Bitcoin (BTC) è sceso al di sotto del livello chiave di $80.000 in vista della chiusura settimanale del 6 aprile, perdendo il 3% dall'inizio della settimana a causa di timori crescenti di un crollo del mercato globale simile al Lunedì Nero del 1987. Tuttavia, i trader di criptovalute rimangono cautamente ottimisti, poiché BTC continua a disaccoppiarsi dai mercati tradizionali di fronte a venti contrari macroeconomici.

Le azioni crollano, Bitcoin mantiene la forza relativa

Gli indici azionari statunitensi sono crollati di quasi il 6% il 4 aprile, con oltre $8,2 trilioni di capitalizzazione di mercato spazzati via dopo l'annuncio delle ampie tariffe commerciali del presidente Trump.

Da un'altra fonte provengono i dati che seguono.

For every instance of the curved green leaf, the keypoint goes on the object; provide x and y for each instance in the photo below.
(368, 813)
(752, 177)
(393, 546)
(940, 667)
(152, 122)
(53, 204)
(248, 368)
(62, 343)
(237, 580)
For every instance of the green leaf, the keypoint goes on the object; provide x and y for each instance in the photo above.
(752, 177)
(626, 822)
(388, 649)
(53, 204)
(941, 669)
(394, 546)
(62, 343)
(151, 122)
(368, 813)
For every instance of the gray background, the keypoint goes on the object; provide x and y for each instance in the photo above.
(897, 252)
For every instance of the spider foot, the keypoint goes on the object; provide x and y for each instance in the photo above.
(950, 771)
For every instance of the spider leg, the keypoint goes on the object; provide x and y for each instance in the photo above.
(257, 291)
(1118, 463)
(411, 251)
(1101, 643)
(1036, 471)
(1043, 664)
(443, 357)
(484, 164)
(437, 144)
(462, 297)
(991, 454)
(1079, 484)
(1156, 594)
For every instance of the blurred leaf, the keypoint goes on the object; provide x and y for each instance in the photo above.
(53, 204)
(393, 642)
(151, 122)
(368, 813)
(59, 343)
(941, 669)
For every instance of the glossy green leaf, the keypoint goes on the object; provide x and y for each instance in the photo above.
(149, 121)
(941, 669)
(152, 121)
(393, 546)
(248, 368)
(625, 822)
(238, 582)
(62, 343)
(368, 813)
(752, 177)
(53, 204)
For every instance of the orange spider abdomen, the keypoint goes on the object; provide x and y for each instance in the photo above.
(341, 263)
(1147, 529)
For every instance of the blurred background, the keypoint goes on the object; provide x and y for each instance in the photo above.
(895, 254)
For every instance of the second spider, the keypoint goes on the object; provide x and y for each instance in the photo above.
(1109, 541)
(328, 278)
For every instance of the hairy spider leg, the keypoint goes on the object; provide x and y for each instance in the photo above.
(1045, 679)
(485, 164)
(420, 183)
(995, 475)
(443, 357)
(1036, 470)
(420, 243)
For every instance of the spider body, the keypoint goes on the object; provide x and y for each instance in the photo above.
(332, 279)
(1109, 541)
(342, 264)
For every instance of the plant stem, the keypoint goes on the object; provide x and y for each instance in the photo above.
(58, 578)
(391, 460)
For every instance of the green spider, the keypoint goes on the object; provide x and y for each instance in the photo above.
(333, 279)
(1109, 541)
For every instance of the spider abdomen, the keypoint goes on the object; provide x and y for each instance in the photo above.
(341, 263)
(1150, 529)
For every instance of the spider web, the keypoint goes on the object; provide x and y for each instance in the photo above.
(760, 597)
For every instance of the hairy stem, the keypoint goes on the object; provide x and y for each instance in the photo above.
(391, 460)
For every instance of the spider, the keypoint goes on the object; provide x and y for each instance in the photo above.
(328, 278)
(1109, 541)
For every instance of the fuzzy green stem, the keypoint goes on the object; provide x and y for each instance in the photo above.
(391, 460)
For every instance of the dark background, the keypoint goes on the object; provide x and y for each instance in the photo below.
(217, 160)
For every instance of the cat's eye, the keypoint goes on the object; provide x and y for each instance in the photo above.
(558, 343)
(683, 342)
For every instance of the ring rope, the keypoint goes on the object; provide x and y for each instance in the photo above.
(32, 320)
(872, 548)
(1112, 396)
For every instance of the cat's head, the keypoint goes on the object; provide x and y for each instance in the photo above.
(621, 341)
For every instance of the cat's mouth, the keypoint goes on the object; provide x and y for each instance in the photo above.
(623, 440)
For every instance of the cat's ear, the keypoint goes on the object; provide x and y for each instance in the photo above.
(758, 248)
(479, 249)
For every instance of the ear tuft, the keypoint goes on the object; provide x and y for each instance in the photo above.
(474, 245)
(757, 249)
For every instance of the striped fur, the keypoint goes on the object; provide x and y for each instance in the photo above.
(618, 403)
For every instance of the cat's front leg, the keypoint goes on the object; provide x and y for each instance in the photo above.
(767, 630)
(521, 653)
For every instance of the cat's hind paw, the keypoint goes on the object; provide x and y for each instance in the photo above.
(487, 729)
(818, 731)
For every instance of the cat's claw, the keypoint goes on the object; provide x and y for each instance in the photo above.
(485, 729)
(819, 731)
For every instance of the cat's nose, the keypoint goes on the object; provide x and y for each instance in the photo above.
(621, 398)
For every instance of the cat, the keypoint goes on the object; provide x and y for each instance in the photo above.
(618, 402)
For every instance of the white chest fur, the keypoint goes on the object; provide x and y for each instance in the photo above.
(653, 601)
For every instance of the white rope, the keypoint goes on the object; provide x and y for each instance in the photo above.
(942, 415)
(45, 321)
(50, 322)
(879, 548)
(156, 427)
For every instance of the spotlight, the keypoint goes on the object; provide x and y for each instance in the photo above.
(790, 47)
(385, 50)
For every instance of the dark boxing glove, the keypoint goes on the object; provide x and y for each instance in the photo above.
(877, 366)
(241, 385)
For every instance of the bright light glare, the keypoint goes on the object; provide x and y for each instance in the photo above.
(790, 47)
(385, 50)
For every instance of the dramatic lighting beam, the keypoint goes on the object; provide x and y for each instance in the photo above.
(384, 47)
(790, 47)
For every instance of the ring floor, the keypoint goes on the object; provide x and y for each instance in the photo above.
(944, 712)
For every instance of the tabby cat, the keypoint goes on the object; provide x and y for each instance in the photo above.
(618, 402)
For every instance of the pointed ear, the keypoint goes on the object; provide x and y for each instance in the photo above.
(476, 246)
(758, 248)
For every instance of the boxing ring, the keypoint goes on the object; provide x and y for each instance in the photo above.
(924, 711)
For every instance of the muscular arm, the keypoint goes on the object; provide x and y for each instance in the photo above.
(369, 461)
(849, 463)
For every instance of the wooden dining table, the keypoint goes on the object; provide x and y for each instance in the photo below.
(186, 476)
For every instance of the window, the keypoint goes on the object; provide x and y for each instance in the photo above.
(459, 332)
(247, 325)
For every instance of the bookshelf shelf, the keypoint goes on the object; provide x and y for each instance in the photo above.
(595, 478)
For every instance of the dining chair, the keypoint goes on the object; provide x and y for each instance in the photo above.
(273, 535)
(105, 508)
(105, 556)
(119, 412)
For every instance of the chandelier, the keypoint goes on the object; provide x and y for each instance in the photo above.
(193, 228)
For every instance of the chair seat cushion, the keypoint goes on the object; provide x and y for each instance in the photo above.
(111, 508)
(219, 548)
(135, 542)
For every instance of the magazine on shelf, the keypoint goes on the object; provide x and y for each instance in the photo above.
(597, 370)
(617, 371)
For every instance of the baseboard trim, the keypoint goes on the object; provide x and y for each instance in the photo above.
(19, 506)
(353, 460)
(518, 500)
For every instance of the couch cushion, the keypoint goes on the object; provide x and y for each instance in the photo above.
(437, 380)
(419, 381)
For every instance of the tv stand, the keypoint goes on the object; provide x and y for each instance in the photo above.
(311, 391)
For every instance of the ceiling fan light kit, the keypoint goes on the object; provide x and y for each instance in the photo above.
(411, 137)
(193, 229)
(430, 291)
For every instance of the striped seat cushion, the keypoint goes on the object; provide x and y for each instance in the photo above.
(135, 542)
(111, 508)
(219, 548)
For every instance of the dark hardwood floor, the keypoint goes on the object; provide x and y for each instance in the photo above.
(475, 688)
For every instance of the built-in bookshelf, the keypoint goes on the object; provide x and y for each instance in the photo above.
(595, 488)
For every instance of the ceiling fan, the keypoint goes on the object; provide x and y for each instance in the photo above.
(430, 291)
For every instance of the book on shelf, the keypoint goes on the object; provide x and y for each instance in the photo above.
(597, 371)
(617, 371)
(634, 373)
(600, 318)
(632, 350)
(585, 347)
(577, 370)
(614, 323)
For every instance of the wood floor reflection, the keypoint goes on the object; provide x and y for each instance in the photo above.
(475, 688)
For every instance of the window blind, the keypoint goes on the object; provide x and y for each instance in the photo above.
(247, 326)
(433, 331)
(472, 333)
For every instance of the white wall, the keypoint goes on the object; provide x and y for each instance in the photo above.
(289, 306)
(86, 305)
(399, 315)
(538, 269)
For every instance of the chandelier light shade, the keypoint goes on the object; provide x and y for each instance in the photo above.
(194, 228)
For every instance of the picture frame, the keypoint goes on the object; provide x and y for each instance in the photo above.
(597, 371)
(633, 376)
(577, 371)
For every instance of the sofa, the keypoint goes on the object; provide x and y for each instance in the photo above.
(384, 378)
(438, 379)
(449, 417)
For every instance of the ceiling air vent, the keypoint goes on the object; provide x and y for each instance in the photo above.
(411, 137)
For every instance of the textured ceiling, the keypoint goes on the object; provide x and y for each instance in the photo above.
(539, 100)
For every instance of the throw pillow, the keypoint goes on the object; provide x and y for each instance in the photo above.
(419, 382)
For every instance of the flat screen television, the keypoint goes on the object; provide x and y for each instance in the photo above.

I commentatori hanno paragonato il massacro della settimana alla crisi finanziaria del 2008 e persino al crollo di ottobre 1987, con Jim Cramer di CNBC che avvertiva che una ripetizione del crollo del "Lunedì Nero" "non è ancora da escludere."

Nel frattempo, Bitcoin è sceso al di sotto di $80.000, ma gli analisti hanno notato che il movimento è stato relativamente minore rispetto al caos nelle azioni. Al momento della scrittura, BTC veniva scambiato vicino a $79.700, in calo di appena il 3% per la settimana, mostrando la sua crescente resilienza alle turbolenze del mercato tradizionale.